The outputs of a computational network are those vertices that do not have any edged directed towards any other vertices (i.e., the vertices with
VertexOutDegree equal to 0). If a computational networks has a single output vertex, it will return the value computed at that vertex. If it has multiple output vertices, it will return an
Association with key-value pairs of the computed values at those vertices.
If a computational network has a vertex called "Input", the input to the network will always be supplied to that vertex.
If no "Input" vertex is specified, the input data must be an
Association. The keys in that
Association will specify the input vertices in the network. Keys that are absent from the pipeline, or that have in-degree different from zero will be ignored.
If multiple edges are directed at a single vertex in a computational network, the input to that vertex will be given as a list of the values computed at the vertices pointing into the target vertex. This is similar to the way
NetGraph works.
Multiple values can be directed as a
List to a vertex in the network either by specifying multiple rules
{…,key1→target,key2→target, …} or by specifying a single rule of the form
{…,{key1,key2,…}→target,…}.
If a key
target does not have a specified operator associated to it, the operator will be taken to be
Identity.
Chained rules like
key1→key2→key3→… are allowed for the edge specification of a network. Rules of the form
key1→{target1,target2,…} will be flattened out with
Thread.
It is also possible to specify an input for a vertex as
KeyTake[{key1,key2,…}] → target. In this case, data supplied to the
target operator will be in the form of an
Association with the keys
keyi. This is useful when nesting computational networks inside each other.
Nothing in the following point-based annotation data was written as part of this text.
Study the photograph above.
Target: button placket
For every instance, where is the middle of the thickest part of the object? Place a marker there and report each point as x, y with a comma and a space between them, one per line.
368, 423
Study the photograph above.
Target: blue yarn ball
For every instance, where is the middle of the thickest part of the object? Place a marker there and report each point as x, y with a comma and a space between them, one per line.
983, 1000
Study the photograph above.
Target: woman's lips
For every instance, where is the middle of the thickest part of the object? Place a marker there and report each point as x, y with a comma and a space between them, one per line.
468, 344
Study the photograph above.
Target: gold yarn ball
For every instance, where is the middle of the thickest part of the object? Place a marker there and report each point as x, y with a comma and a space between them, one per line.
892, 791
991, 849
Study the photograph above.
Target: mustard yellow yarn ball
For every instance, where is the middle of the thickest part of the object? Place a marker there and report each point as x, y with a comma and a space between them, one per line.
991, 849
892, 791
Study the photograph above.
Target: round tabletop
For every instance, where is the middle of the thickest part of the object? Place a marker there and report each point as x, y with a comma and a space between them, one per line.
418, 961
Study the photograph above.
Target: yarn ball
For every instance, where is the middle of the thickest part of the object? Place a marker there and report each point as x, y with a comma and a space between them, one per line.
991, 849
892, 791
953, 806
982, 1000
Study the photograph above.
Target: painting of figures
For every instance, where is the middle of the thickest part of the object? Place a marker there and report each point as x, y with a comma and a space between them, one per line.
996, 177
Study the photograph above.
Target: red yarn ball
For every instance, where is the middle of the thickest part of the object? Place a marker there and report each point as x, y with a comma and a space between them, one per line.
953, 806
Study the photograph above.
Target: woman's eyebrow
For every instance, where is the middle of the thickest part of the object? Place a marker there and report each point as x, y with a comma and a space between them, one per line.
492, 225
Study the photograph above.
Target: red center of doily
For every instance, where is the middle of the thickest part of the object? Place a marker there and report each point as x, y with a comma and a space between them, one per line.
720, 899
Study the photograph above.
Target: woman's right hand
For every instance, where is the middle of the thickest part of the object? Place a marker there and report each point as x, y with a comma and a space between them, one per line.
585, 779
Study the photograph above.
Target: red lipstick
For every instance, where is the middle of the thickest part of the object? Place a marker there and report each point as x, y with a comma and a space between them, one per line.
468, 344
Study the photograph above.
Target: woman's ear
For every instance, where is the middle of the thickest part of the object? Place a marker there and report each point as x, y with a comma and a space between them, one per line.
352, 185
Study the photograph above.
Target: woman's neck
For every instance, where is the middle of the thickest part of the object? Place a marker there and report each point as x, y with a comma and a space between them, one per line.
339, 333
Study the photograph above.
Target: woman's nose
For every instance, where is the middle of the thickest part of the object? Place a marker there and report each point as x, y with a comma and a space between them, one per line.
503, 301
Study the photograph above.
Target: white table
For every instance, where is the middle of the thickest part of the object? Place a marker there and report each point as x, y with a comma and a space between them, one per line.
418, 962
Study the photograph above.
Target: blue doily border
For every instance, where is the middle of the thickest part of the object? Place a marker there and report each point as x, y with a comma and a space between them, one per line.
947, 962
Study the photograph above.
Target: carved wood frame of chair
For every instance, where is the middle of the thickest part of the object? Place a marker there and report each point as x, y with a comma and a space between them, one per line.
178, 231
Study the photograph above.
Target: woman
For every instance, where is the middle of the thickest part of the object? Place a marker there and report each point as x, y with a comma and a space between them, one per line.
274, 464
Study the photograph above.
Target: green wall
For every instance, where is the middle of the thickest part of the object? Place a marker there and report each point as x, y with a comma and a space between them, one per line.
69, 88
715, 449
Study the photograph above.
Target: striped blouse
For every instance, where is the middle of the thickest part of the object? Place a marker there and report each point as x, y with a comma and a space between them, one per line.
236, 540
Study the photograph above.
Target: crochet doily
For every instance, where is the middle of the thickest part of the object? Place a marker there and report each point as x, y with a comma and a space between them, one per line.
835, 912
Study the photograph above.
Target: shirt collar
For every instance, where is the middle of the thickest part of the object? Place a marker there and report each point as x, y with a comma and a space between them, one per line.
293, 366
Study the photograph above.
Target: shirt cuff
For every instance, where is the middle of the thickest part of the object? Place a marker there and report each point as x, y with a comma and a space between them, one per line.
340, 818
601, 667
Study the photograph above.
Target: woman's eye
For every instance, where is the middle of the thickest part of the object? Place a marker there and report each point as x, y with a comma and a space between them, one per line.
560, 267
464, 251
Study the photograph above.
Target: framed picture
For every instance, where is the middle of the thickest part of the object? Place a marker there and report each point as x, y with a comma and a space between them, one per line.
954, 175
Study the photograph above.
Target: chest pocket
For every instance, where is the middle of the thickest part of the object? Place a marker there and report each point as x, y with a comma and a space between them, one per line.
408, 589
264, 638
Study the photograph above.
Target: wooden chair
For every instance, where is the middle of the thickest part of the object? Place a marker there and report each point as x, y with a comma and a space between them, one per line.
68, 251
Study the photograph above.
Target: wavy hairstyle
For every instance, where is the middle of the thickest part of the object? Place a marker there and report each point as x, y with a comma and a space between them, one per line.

In computational networks, the computations are evaluated in the order the edges are listed in.
You can specify default inputs for
ResourceFunction["DataPipeline"] using generator functions. This is useful, for example, if you want the pipeline to automatically pull in data from an external source like a
Databin whenever it is called. In linear pipelines, if the pipeline is called with no arguments, the first function will be evaluated with no arguments to generate the starting value of the pipeline. For computational networks, it is possible to specify multiple default generator functions in the first argument. If the input to the
ResourceFunction["DataPipeline"] has keys corresponding to these generator functions, the specified input values will be used. Otherwise, the generator functions will be evaluated to generate the inputs on-the-fly. See the section Properties and Relations for examples.